Détourné. Finalement II s'est détourné de moi, pense le Décorateur, mais cette idée ne l'afflige pas longtemps, supplantée qu'elle est par un soudain sentiment d'allégresse. Non, II ne s'est pas détourné ! Il l'a pris en pitié et l'autorise à Le rejoindre ! Maintenant, délivre-moi, Seigneur.

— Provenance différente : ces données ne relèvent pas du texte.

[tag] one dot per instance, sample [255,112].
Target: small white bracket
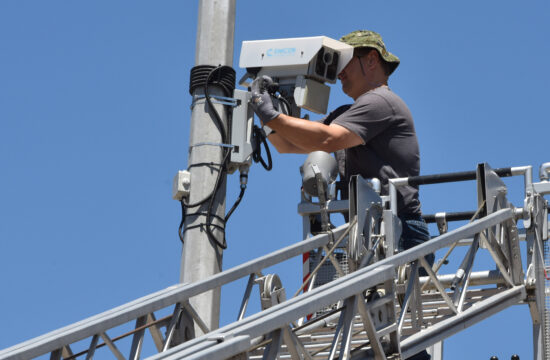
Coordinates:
[181,185]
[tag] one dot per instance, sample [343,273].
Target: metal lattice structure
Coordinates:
[379,307]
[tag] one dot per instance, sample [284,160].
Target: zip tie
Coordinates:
[213,144]
[216,99]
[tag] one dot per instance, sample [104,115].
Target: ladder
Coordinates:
[381,305]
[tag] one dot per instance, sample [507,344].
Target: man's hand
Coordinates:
[261,100]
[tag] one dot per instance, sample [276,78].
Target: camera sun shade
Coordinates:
[302,64]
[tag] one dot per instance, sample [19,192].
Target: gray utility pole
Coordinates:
[201,257]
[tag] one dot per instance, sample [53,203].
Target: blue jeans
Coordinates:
[415,232]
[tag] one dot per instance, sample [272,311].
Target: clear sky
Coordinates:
[94,119]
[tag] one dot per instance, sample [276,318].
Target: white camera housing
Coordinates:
[304,64]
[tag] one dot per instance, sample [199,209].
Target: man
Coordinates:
[374,137]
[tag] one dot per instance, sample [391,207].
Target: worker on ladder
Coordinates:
[374,137]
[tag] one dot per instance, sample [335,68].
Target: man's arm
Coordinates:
[303,136]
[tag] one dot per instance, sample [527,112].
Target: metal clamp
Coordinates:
[440,219]
[216,99]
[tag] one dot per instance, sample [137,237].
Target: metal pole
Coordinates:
[201,257]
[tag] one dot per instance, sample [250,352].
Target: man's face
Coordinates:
[352,78]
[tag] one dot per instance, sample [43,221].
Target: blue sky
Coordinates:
[94,119]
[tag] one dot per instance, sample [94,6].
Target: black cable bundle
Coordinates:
[223,77]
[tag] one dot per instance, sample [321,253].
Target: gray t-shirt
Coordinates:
[390,148]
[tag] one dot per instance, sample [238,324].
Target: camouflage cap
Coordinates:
[371,39]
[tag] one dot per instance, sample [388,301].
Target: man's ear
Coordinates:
[372,58]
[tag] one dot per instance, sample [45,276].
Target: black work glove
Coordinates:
[261,100]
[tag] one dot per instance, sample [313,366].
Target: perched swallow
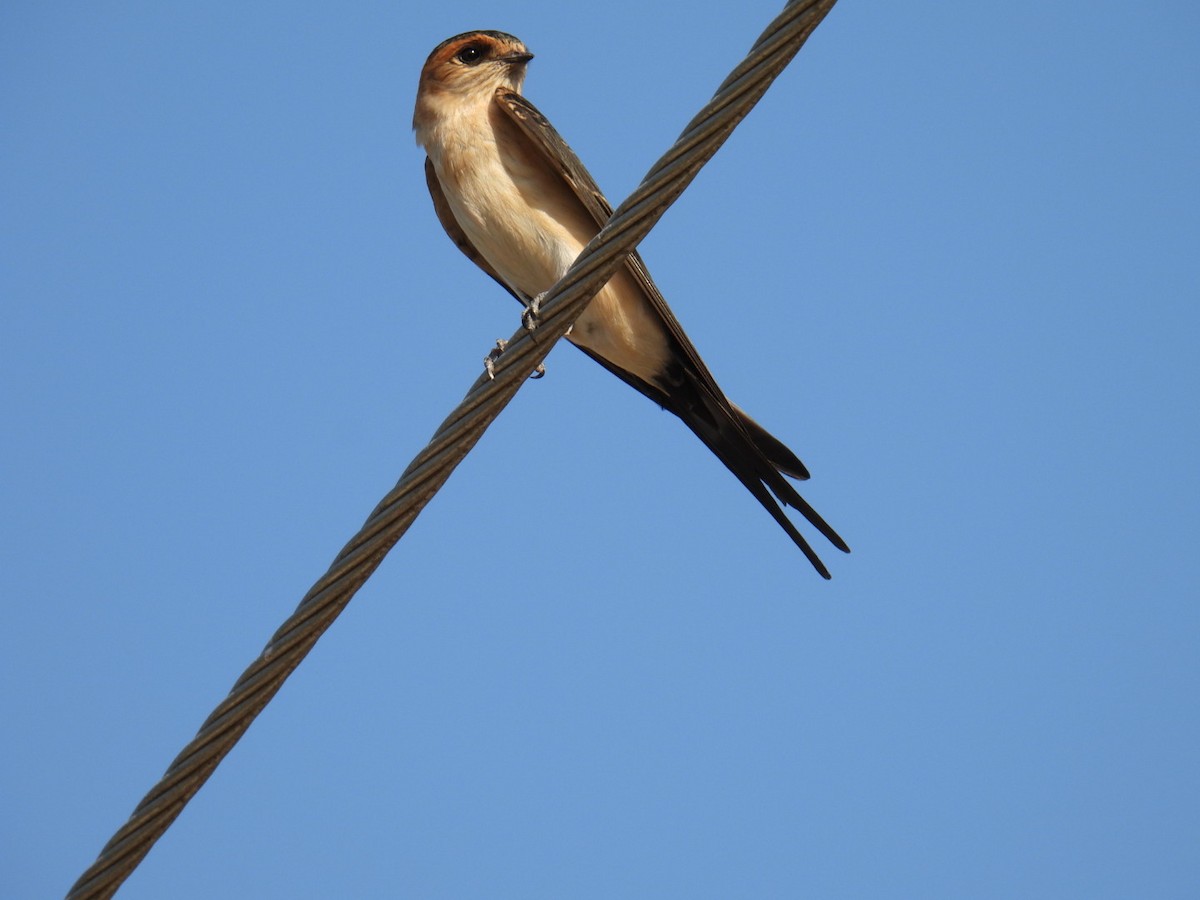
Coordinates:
[514,197]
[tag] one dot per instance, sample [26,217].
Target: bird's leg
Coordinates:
[529,317]
[492,355]
[495,354]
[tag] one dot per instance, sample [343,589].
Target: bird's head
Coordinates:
[472,66]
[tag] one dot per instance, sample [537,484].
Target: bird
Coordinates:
[517,202]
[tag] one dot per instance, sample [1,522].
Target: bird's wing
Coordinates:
[748,450]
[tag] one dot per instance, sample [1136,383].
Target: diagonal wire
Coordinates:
[451,442]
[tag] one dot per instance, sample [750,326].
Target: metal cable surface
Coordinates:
[451,442]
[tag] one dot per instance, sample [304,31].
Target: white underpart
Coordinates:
[531,227]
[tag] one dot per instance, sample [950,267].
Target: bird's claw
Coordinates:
[492,355]
[529,315]
[495,354]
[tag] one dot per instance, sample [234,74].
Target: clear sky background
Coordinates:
[952,259]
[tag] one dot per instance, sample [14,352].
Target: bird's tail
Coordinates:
[760,461]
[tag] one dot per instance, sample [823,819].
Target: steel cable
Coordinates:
[451,442]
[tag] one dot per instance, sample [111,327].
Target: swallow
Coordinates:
[519,203]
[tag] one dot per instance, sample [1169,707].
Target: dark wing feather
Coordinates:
[748,450]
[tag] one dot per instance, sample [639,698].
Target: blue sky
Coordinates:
[951,259]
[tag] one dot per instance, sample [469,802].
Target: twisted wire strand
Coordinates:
[451,442]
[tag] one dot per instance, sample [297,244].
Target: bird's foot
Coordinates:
[493,354]
[529,316]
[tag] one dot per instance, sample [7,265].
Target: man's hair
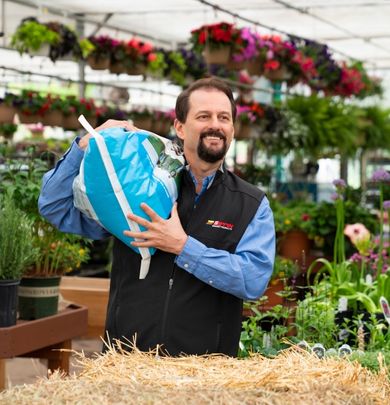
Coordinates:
[183,103]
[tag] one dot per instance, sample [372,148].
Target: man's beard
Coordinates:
[211,155]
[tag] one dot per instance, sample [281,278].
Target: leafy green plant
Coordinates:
[8,130]
[255,339]
[16,245]
[31,36]
[56,252]
[315,320]
[332,125]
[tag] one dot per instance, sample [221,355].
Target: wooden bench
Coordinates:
[92,293]
[43,338]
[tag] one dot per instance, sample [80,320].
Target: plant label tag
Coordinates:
[343,304]
[369,279]
[385,308]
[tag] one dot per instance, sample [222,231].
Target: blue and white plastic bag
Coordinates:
[119,171]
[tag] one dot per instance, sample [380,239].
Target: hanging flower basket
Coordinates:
[29,118]
[277,75]
[136,70]
[254,66]
[217,56]
[117,68]
[236,65]
[98,63]
[7,114]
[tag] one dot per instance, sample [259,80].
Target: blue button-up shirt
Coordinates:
[244,273]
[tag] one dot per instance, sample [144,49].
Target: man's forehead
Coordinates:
[209,100]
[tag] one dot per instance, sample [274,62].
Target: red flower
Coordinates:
[272,65]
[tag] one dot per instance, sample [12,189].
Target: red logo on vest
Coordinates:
[220,224]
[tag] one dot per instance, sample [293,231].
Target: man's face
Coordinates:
[208,130]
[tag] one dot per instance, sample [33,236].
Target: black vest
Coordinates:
[171,307]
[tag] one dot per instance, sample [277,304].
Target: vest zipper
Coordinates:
[166,305]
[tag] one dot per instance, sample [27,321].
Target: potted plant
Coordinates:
[99,58]
[7,130]
[68,47]
[33,37]
[56,253]
[214,41]
[8,108]
[138,55]
[118,57]
[16,254]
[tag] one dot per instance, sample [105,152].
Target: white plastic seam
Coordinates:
[124,204]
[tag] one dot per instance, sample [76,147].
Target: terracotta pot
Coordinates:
[293,243]
[98,63]
[277,75]
[218,56]
[7,114]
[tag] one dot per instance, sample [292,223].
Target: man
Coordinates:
[216,249]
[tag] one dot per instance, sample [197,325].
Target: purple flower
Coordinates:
[386,204]
[340,184]
[380,175]
[336,196]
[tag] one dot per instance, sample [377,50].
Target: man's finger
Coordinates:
[139,220]
[152,214]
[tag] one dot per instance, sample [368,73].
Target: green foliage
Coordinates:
[86,47]
[374,127]
[31,36]
[254,339]
[16,245]
[57,252]
[314,320]
[8,130]
[332,125]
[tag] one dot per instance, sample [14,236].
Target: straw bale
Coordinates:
[293,377]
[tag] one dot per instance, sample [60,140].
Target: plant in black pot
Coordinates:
[16,254]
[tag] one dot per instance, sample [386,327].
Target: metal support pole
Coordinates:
[80,26]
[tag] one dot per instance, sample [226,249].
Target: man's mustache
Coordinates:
[212,132]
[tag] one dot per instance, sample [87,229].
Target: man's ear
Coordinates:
[178,128]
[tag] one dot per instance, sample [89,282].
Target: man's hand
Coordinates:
[84,141]
[164,234]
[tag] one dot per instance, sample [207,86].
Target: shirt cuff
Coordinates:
[190,255]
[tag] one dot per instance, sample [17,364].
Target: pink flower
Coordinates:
[357,233]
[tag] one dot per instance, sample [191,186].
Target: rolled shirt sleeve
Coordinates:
[246,272]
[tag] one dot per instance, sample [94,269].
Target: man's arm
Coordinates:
[55,202]
[244,274]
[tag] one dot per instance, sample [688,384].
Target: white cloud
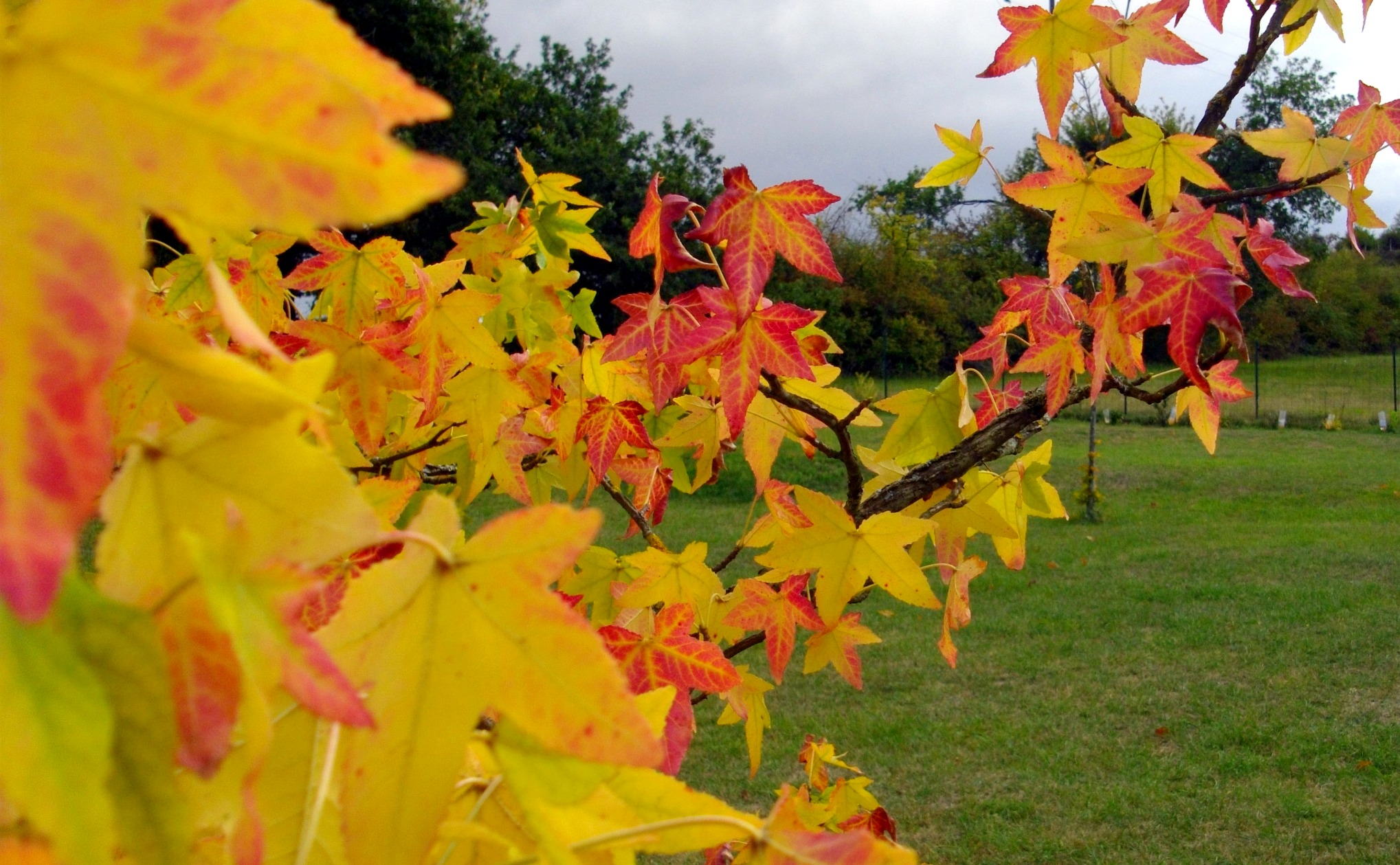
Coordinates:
[849,93]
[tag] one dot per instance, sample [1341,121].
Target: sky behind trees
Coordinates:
[849,93]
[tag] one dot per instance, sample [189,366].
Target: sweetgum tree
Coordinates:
[287,650]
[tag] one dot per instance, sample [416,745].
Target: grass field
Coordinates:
[1354,388]
[1212,675]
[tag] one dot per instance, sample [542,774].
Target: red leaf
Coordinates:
[1190,300]
[746,346]
[205,682]
[755,226]
[776,614]
[608,426]
[1276,259]
[654,233]
[671,655]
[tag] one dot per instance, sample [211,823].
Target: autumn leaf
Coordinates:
[654,233]
[1052,40]
[413,630]
[1172,159]
[959,168]
[776,614]
[1204,407]
[1190,300]
[352,280]
[958,607]
[1144,38]
[1276,259]
[610,426]
[755,224]
[836,646]
[746,345]
[1297,143]
[1074,192]
[674,578]
[1060,356]
[1112,345]
[746,703]
[843,556]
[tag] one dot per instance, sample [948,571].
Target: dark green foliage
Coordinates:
[562,112]
[1304,86]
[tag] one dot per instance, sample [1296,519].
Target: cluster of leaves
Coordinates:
[289,650]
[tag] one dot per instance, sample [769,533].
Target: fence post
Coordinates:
[1256,384]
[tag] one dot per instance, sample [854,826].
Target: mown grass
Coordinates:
[1210,675]
[1353,388]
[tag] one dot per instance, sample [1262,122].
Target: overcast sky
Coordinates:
[847,91]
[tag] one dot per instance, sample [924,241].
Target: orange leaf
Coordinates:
[753,226]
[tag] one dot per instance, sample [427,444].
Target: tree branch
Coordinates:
[637,517]
[773,388]
[1281,188]
[1247,62]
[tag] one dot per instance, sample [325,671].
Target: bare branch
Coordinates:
[637,517]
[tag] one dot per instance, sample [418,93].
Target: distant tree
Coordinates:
[1302,85]
[562,112]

La porte d'entrée grince sur ses gonds. Une voix de femme s'écrie, désespérée et suppliante :

- Eraste, non !

Le Décorateur quitte les hauteurs vertigineuses qu'il venait d'entrevoir et redescend sur terre. Il se retourne avec curiosité et découvre dans l'encadrement de la porte une très jolie femme svelte et élancée, en robe de deuil et chapeau noir garni d'un voile. Un châle lilas recouvre ses épaules ; elle tient dans sa main droite un carré de tissu noué contenant une paskha1, dans l'autre une couronne de rosés de papier.

- Angelina, pourquoi es-tu revenue ? s'exclame le conseiller de collège, furieux. Je t'avais demandé de passer la nuit au Métropole !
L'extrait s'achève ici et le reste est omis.